A bem-sucedida campanha de Vanuatu para obter um parecer consultivo da Corte Internacional de Justiça (CIJ) sobre as obrigações climáticas dos Estados abalou o cenário diplomático. A decisão unânime do tribunal, emitida em 2025, forneceu aos países vulneráveis uma poderosa ferramenta legal, afirmando que a proteção do clima é uma obrigação legal internacional, e não apenas uma meta política.

Conversamos com Ralph Regenvanu, ministro das Mudanças Climáticas do país e um dos principais articuladores dessa iniciativa. Ele explica como a equipe jurídica construiu o argumento das audiências em Haia, de que a crise climática infringe diretamente a soberania e a autodeterminação das nações, e como a decisão da CIJ desarma argumentos comumente usados por grandes emissores.

Agora, com os olhos voltados para a COP30 em Belém, ele detalha os próximos passos para transformar o parecer da CIJ em ação concreta na Assembleia Geral da ONU. Ele também comenta a “lamentável” contradição do Brasil, que sedia a cúpula do clima enquanto avança em projetos de exploração de petróleo.

Lembrando de dezembro de 2024, você foi um dos primeiros a falar para o tribunal. Como estava o clima geral no início daqueles dez dias?

Foi bem empolgante, porque, no começo de tudo, achávamos que seria algo quase impossível de alcançar. Mas pensamos: “vamos tentar”. E então, eventualmente, tornou-se algo que realmente iria acontecer.

Isso começou quando a Assembleia Geral aprovou a resolução no início de 2023. Foi como: “ok, nós vamos ter nosso dia no tribunal”. A data para as audiências orais só foi anunciada algumas semanas antes. Foi uma correria para organizar tudo e chegarmos lá, mas só de ter nosso momento no tribunal para apresentar nossos argumentos, de ter uma chance para que os juízes ouvissem as pessoas contarem suas próprias histórias, era o que realmente importava para nós, independentemente de qual seria o resultado.

Estávamos muito felizes em ver que, em nossa delegação, havia jovens representados. Em outras delegações, havia membros da sociedade civil, e isso foi muito importante para os juízes. Não apenas lerem as declarações dos países, mas também receberem todas as evidências apresentadas pelas próprias pessoas. Foi uma experiência incrível, a primeira vez nesse espaço do Salão da Justiça, no Palácio da Paz… E estávamos muito satisfeitos com a forma como nossa apresentação ocorreu. Logo depois, tivemos as apresentações de Estados argumentando contra. Imediatamente, a realidade começou a cair sobre nós: realmente existia uma oposição.

Qual foi a coisa mais importante que vocês tentaram dizer ao tribunal?

Definitivamente, uma das coisas mais importantes era que eles realmente vissem os depoimentos das pessoas dos países que estavam na linha de frente dos impactos das mudanças climáticas.

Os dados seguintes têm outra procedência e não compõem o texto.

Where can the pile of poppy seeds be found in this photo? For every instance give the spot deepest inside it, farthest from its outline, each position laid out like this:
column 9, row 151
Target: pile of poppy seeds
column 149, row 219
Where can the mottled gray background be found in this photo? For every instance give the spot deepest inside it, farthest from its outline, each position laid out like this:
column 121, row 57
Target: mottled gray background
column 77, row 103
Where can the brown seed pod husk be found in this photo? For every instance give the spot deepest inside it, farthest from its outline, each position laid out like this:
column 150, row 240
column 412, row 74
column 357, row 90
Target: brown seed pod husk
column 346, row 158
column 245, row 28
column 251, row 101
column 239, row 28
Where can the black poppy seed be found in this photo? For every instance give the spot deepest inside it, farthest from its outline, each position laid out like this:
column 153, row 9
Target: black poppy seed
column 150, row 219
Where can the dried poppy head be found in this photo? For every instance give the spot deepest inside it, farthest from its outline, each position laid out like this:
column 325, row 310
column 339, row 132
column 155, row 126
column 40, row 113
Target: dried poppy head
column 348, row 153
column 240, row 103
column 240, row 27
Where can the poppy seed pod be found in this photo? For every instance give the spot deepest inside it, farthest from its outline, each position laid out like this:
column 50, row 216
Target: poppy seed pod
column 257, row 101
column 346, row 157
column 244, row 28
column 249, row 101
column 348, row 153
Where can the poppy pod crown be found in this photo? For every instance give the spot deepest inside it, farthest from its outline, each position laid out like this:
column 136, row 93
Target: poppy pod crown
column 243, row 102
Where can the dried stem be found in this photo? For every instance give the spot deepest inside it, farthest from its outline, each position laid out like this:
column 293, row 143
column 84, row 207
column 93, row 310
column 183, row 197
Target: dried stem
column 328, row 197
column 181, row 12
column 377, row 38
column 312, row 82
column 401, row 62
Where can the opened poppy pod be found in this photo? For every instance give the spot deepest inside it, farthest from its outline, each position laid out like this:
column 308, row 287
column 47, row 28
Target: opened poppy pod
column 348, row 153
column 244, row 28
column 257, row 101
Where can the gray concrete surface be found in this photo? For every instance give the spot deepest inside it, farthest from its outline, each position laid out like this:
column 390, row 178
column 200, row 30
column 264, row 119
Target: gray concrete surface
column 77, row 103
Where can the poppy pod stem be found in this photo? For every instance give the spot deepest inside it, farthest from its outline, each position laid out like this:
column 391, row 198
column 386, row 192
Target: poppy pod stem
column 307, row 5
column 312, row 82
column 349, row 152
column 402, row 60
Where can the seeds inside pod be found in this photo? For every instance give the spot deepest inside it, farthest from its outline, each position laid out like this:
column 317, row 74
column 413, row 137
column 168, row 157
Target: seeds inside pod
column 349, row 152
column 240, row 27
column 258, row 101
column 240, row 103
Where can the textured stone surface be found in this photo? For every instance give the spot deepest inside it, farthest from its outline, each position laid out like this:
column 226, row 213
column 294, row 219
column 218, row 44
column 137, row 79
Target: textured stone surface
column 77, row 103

Mas acho que o aspecto central do nosso argumento era que temos uma ordem internacional, uma ordem global estabelecida no pós-guerra, que deveria salvaguardar a soberania das nações e dos povos que formam os Estados.

Essa é a ordem mundial onde os países autodeterminam seu futuro por meio de um Estado que é parte da comunidade internacional, operando sob o direito internacional, em um espaço onde existem regras. Basicamente, apresentamos o argumento de que nossa autodeterminação foi prejudicada pela conduta de outros países, cuja ação tem causado as mudanças climáticas que destroem o nosso futuro, especialmente o da geração mais jovem.

Logo, toda essa ordem internacional não está operando de acordo com as leis. Há uma injustiça massiva sendo perpetuada. Essa era a essência do nosso argumento, que, no fim, o tribunal considerou correto.

Voltando aos países que falaram contra a decisão final da Corte Internacional de Justiça (CIJ), apontando principalmente que existem outros tratados internacionais que tratam do clima. Como você vê esse tipo de argumentação?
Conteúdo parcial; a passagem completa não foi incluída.